~/spook/todo.html

Todo list

I've been putting off changes to redrain for entirely too long. The fact is, it needs some work. When I first wrote it back in 2009, it replaced a wonky perl script that I'd been using for the last two years. What I'd learned in the meantime allowed me to both improve on the original and learn more day-to-day python usage. Of course, there's still problems that are bugging me.

The most prominent issue of course, is that the poor thing gets slow and that's just not okay. I wasn't thinking ahead far enough when I wrote it, clearly and made a foolish mistake. I was keeping all data for old shows in a single file, loading it into a set (it's like a dictionary or hash with only keys) and querying the set to see if something was new or not. Since checking a set for a key has a worst-case runtime of O(log n) I thought I'd be fine. However, large values of n are always eager to kick you in the face. At the time of this writing, my personal oldshows file is about 7,000 lines long (it was several times larger until I did a little cleanup) and each show was checking against a set of data containing all old shows. This becomes especially ugly when a show has nearly 500 entries in its feed!

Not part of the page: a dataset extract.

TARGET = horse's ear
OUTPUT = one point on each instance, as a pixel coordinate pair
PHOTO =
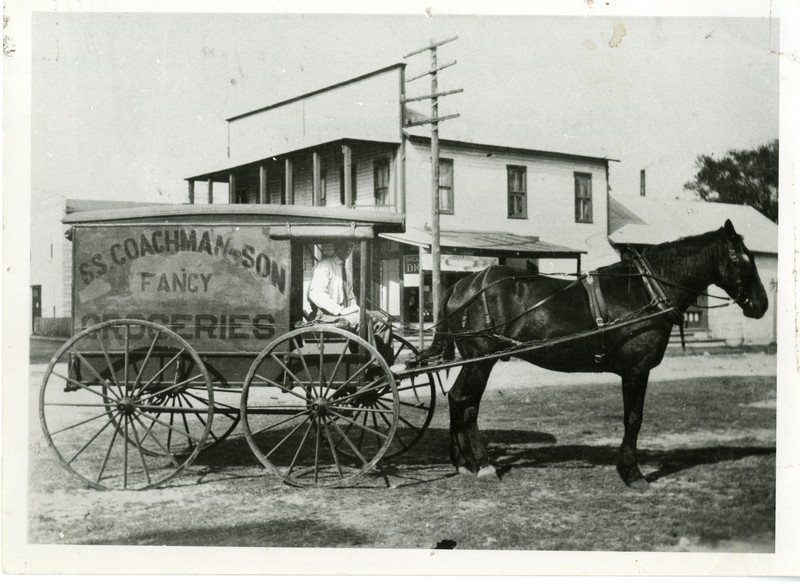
(730, 232)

So obviously, that's got to be changed. Each show needs it's own "oldshows" file, which should dramatically improve scraping performance.

Migration to Python 3 might happen in the future, but a dependency of feedparser has prompted me to not do this yet. I may update things to allow 2to3.py to work, but it'll remain experimental for now. I don't want installation to be any more work than needed.

I'm also dropping my own file format for config stuff and replacing it with JSON. I feel that there isn't any reason to maintain a baroque config file format when there's bound to be better ways to do these things.

It's also time for a whitelist/blacklist feature, something I've not seen on any other podcatching software. The idea is to create a simple mechanism by which certain shows are simply not downloaded. For example, a few shows run "preview" episodes which I never listen to in the first place. Others do "year in review" stuff which are basically just clip shows. So, why not add a method to keep me from ever downloading them in first place?

Seen in the wild lately: podcasts with .torrent files in their media enclosures. Neat! This is a great way to distribute shows and I'm going to attempt to encourage it by adding bittorrent support as an option to my program. It seems easy enough to add a simple downloader, but I'm a little iffy about how to handle seeding afterwards. Since python isn't known for multi threaded anything, it seems that I might not be able to keep a seed going.

Also: testing features are needed. Most importantly, a cache to store feeds so that when something goes awry, I can at least diff the thing and see what went wrong. This will make debugging other things a bit simpler, too.

Anyway, there's my personal todo list for an old project. I'm pretty sure that exactly zero other people use it.

-spook

Written: 2015-Jan-01 1910 CST (GMT-6)